The learning and execution of tics (and habits) in Tourette syndrome may be accelerated due to increased phasic dopamine bursts and dips onto cortico-striatal projections (Maia and Conceição, 2017; Conceição et al., 2017). At the same time, patients may have an increased propensity to execute such learned tics due to increased activation of the Go relative to No-Go pathway, as higher tonic dopamine levels increase and decrease the gain of D1 and D2 medium spiny neurons, respectively (Maia and Conceição, 2017; Conceição et al., 2017). However, according to this framework, both tic learning and tic execution take place in the dorsolateral (motor) loop through the putamen without the involvement of multiple loops or shortcuts. This view assumes the traditional perspective of parallel loops that localizes habitual actions in the sensorimotor dorsolateral loop (Yin and Knowlton, 2006). This organization however has been recently challenged by models which consider recent experiments regarding cortico-striatal projections (Baladron and Hamker, 2020; Balleine et al., 2015; Collins and Frank, 2013). A unique feature of our approach is the hierarchical organization of the multiple cortico-basal ganglia-thalamo-cortical loops.

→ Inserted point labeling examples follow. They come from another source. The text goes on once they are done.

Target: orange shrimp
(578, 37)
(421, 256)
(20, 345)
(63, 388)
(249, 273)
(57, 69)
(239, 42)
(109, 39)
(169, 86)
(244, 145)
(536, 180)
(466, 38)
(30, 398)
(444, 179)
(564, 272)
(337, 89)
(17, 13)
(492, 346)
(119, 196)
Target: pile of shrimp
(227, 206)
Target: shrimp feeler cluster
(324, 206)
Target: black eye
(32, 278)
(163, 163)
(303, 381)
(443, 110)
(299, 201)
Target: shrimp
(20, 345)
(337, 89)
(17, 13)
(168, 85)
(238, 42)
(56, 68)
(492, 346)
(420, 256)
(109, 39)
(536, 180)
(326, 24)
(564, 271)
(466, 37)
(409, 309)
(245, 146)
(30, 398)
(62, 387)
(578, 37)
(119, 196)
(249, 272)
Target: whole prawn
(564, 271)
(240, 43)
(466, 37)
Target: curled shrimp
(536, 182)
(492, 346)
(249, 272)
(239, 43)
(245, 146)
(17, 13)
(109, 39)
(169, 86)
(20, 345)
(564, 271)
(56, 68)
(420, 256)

Another line of evidence that has to be taken into account when modeling habitual behavior, comes from animal models: habit learning does not only involve the basal ganglia, but also critically depends on cortical areas. For instance, rats with lesions of the infralimbic cortex are unable to develop habits (Killcross and Coutureau, 2003). Further, the execution of established habits can be prevented if the same area is inactivated after learning (Smith et al., 2012; Coutureau and Killcross, 2003). Thus, the medial prefrontal cortex may be central to both learning and execution of habits. Our model explicitly includes a cortico-thalamo-cortical shortcut to model this dependence and suggests that enhanced habit formation in Tourette syndrome may be explained by increased speed of learning in this shortcut. Given the analogy of tics and habits, we encourage future models to include such shortcuts in order to investigate their dysfunction as a potential pathophysiological feature that contributes to the learning and execution of tics, and not just habits, in Tourette syndrome.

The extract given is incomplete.